Penalties were then on the menu and if this was where Spain’s reign was to end, it would have been a cruel conclusion.
Up first in the shootout was Alonso… Saved.
Alonso looked to Iker Casillas to bail him out. His Real Madrid team-mate duly did so, diving to his right to parry Joao Moutinho’s penalty.
Five penalties were subsequently dispatched, including an exquisite clipped effort from Sergio Ramos, before Bruno Alves nervously stepped forward.
The defender rattled the woodwork, leaving Fabregas with the responsibility of securing his sides’ passage to the final in Kyiv and he converted with aplomb.
Ronaldo, Portugal’s unused fifth penalty taker, was left distraught while Spain were now 90 minutes away from immortality.
“They’re boring,” stated critics when discussing Spain’s progression at Euro 2012.
“It will be a bad advertisement for football,” Mark Lawrenson claimed if Spain went on to win the tournament.
Despite being on the brink of a historic third consecutive major tournament success, La Roja were on the receiving end of criticism from the fun police for their possessive and controlling style.
You could see their perspective.

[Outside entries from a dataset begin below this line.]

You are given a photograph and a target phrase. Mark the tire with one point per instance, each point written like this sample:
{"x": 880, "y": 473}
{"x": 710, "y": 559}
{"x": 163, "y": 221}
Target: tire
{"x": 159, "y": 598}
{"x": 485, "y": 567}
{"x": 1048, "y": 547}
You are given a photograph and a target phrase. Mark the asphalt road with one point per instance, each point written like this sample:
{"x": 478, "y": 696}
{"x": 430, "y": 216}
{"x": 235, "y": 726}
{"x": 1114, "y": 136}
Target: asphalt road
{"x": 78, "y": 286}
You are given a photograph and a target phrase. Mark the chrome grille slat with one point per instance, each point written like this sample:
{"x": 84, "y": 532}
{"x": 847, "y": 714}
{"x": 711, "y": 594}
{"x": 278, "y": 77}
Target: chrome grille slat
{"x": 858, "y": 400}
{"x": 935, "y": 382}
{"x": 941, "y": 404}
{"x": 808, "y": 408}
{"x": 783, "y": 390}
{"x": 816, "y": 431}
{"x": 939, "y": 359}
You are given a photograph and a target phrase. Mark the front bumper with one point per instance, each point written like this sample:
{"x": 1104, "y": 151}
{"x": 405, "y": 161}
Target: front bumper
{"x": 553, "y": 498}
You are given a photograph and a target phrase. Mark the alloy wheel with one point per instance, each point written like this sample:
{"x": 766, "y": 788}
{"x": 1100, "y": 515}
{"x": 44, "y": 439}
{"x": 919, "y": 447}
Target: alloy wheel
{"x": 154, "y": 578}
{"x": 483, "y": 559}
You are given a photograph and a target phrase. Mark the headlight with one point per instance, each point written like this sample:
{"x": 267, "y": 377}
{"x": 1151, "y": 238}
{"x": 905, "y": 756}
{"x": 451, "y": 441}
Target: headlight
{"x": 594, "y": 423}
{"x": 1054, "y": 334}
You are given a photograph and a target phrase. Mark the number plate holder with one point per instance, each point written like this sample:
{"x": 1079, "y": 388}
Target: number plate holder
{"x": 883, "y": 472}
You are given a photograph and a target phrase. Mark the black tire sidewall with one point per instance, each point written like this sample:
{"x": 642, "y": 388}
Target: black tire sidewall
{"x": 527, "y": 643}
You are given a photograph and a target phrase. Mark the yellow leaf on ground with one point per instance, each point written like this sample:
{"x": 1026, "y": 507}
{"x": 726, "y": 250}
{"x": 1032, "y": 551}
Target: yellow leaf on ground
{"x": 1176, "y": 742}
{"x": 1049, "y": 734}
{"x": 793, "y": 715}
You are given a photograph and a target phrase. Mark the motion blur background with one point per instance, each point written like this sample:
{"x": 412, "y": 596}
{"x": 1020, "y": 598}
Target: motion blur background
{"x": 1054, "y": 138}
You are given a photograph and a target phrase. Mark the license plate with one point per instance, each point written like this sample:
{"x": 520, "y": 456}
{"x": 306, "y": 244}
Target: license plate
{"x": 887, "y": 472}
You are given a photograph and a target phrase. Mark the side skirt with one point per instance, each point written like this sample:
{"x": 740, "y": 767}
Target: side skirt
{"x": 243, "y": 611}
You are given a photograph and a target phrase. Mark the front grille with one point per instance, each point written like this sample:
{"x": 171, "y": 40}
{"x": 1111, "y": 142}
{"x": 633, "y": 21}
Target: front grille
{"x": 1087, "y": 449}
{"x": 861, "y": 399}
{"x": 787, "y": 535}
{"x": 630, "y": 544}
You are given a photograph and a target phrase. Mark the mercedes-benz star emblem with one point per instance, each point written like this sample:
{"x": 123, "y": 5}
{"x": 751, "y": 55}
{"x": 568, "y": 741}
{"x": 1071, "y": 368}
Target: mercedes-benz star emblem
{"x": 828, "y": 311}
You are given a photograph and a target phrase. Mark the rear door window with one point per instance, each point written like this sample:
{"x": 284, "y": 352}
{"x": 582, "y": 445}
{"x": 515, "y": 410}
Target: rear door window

Spain averaged 1.8 goals at Euro 2012 and half of their tally came in one game against the Republic of Ireland.
Ultimately, Spain’s sophisticated philosophy was centred on keeping the ball away from the opposition. If the other team can’t get the ball, they can’t score.
And if they’re minimising the number of chances an opponent can create through their ball-retention, then they only tended to need one goal to score. It was evident in their World Cup triumph, winning all four of their knockout matches 1-0.
So in the build-up to their date with destiny against Italy in Kyiv, Xavi and Iniesta were dismissing any scrutiny of their style. They certainly didn’t have anything to prove but deep down, the comments may have added further fuel to the fire in their bellies.
And Spain’s performance in the final was anything but boring.
The world got to witness La Roja at their breathtaking best. The constant interchanges, untraceable movement and precise passes consistently put Italy in a state of indecision.
All the attention focused on Andrea Pirlo ahead of the match but Iniesta eclipsed him, seizing the spotlight and dictating proceedings in harmony with his accomplice Xavi.
The pair combined to devastating effect to create the first goal. Receiving the ball from Xavi, Iniesta spotted the run of Fabregas and threaded a divine pass in-behind Giorgio Chiellini. Fabregas had it all to do but still managed to pull a sharp pass back to where David Silva was lurking and the Manchester City ace glanced his header into the top corner.
Spain then doubled their advantage minutes prior to half-time. Jordi Alba, scampering forward from deep, had the Italians retreating incessantly before Xavi inserted a pass into his path and the left-back made no mistake as he slotted the ball underneath Gianluigi Buffon.
Italy clung on dearly to stay in the contest but their hopes were dashed when Thiago Motta, their third substitute, was stretchered off and Cesare Prandelli’s side were forced to play the final half hour with 10 men.
Xavi seized the initiative, teasing his opponents by manipulating possession before raising the tempo to rouse an explosive finish.
First he dispossessed Pirlo to set-up Torres, with the forward becoming the first player to score in consecutive European Championship finals.
Xavi was the architect again minutes later, taking advantage of weary Italian legs to combine with Torres and set Juan Mata free, who rounded off a comprehensive triumph.
No nation had ever won three successive major tournaments and no nation had ever retained the Euros title. The likelihood of us seeing that feat repeated is slim.
A collective of exquisite talents and elite mentalities, Del Bosque had all the tools to forge a powerhouse and that’s exactly what he achieved. His unconventional methods have reshaped the tactical elements of international football.
Perennial underachievers, Spain thrusted themselves to the top of the football pyramid and the 2008-2012 team will go down in history as the most dominant international side in history.